Thirty-eight days into his term as Illinois' governor, Bruce Rauner yesterday delivered his much-anticipated budget address. Amanda Vinicky recaps the financial reckoning.
Illinois law requires the governor to submit a spending plan on the third Wednesday in February, so it was happenstance that Gov. Rauner's first time fell on his birthday. Past legislatures had left him quite a birthday gift: a gaping budget hole. The Republican took lawmakers to task for it, saying to Republican lawmakers' applause that "now is the time to start on a responsible path after years of financial recklessness."
Then he acknowledged his ideas for fixing things won't be easy to swallow.
"Instilling discipline is not easy. Sayin' no is not popular. But it is now or never for Illinois. It is make or break time," Rauner said.
And with that, Rauner laid out a wide-ranging array of cuts - $6.7 billion worth.
A few areas were spared, like college tuition grants for low income students, and education from kindergarten through high school would see an increase; otherwise: pick an area, and it's likely to be on the chopping block. Rauner proposes eliminating programs for homeless youth and patients with AIDS, reducing funding for home care for seniors, and cutting off services -- like mental health and employment training -- for wards of the state the moment they turn 18. The list of cuts goes on. And on.
"It's far from being compassionate. It's everything but," Democratic State Senator Donne Trotter, who had more harsh words for the governor.
"A slash and burn budget, which he has effectively and efficiently done, as if he is a ISIS warrior fighting a battle, not against the state of Illinois. But against the people of Illinois," Trotter said.
The new governor's cuts also slash state funding for Amtrak and mass transit systems, universities, and Medicaid. The backlash from advocates and most Democrats was quick and often loud. Critics say cuts to preventative healthcare will land patients in the E.R., and end up costing the state more, and that the higher-ed reductions will lead to tuition hikes, at a time when college is already increasingly unaffordable.
Republicans, like Senate GOP Leader Christine Radogno, downplayed those possibilities.
"That's going to be the narrative coming from Democrats, that people are going to be dramatically hurt," Radogno said. "But you have to look at how things have changed around us. Obamacare is in place now - there's access to medical service that perhaps wasn't there before. We have created a lot of duplication in 14 years. I think before we jump to that conclusion, we need to evaluate what we have and not jump to the conclusion it's Draconian."
But the legislature's other, Democratic leaders -- who, notably, control supermajorities in both the Illinois House and Senate -- had more critiques of Rauner's plan.
The governor wants to cut in half local government's share of the income tax. Rauner says many municipalities can handle it, because they've built up reserves. But he also wants to freeze how much local governments can charge for property taxes.
Senate President John Cullerton says that combination isn't feasible.
"The impoverished communities that need the money, I think are going to be entitled to it - or there's going to be property tax increases or first responders being laid off. That's not a good idea,” Cullerton said.
Cullerton also says Rauner's budget creates another gaping hole as it relies on $2 billion dollars in savings from a new pension plan.
Rauner proposes leaving retired state employees' and teachers' pensions untouched. But current workers would begin earning less generous benefits come summer. The governor says it's better than the current pension overhaul which is before the state Supreme Court.
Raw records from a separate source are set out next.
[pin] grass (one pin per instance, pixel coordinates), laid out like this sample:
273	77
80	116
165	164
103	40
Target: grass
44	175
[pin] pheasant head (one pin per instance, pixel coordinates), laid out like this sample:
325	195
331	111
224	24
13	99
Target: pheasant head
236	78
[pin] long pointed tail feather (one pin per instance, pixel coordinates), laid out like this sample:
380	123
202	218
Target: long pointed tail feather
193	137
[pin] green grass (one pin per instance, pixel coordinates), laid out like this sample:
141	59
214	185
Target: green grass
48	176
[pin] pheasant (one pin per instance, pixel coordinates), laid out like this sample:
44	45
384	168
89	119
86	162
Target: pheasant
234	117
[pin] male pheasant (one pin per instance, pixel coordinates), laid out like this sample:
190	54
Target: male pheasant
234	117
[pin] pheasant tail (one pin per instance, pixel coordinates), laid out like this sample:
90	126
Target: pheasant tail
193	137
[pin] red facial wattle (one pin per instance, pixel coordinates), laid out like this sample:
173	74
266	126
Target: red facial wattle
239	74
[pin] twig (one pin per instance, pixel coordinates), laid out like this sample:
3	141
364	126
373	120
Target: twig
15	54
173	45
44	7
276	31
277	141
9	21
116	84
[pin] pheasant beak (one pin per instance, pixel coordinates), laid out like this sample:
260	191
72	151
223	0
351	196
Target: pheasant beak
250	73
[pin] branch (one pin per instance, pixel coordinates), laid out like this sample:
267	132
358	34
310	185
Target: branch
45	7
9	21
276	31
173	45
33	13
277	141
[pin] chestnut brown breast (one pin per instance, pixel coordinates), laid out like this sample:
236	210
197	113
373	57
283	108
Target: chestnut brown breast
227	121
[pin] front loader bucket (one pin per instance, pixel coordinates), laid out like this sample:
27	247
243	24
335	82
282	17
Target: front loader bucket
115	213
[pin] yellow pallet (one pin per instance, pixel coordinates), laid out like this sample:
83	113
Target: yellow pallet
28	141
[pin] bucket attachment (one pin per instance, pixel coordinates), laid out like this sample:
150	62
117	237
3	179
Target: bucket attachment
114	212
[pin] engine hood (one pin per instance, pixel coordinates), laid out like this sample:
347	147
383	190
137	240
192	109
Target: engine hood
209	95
Even if Rauner's version was to make it through the General Assembly -- and that's a rough road -- it would also surely face a legal challenge as well.
Pres. Cullerton says it's irresponsible for Rauner to count on his plan leading to savings right away, because there's no way they'll be there.
House Speaker Michael Madigan called it "reckless." Madigan has another big disagreement with Rauner.
“The gov. has said that he feels that he can eliminate the deficits just by cutting state services. I disagree. I think that the elimination of the deficits will require a blend --- service cuts. Plus new revenue, he said.
The Speaker offered a specific suggestion: he says Illinois should begin taxing millionaires' income at a higher rate.
While Rauner did not discuss any new taxes during his budget address, he did leave the door open.
"But before revenue can be discussed, reform is essential," he said. "Before we ask the people of Illinois to pay more to fund state government, we must ensure taxpayers are getting value for their money."
The changes Rauner wants -- overhauling workers' compensation, weakening public employee unions, term limits for legislators -- are also controversial.
Now that Rauner has laid out his agenda of "difficult choices," it's the legislature's turn. Look for a rough ride. A key member of Rauner's budget team says he's optimistic lawmakers and the governor will reach an "amicable resolution" by an end of May deadline. Then he added "we'll see if that works out."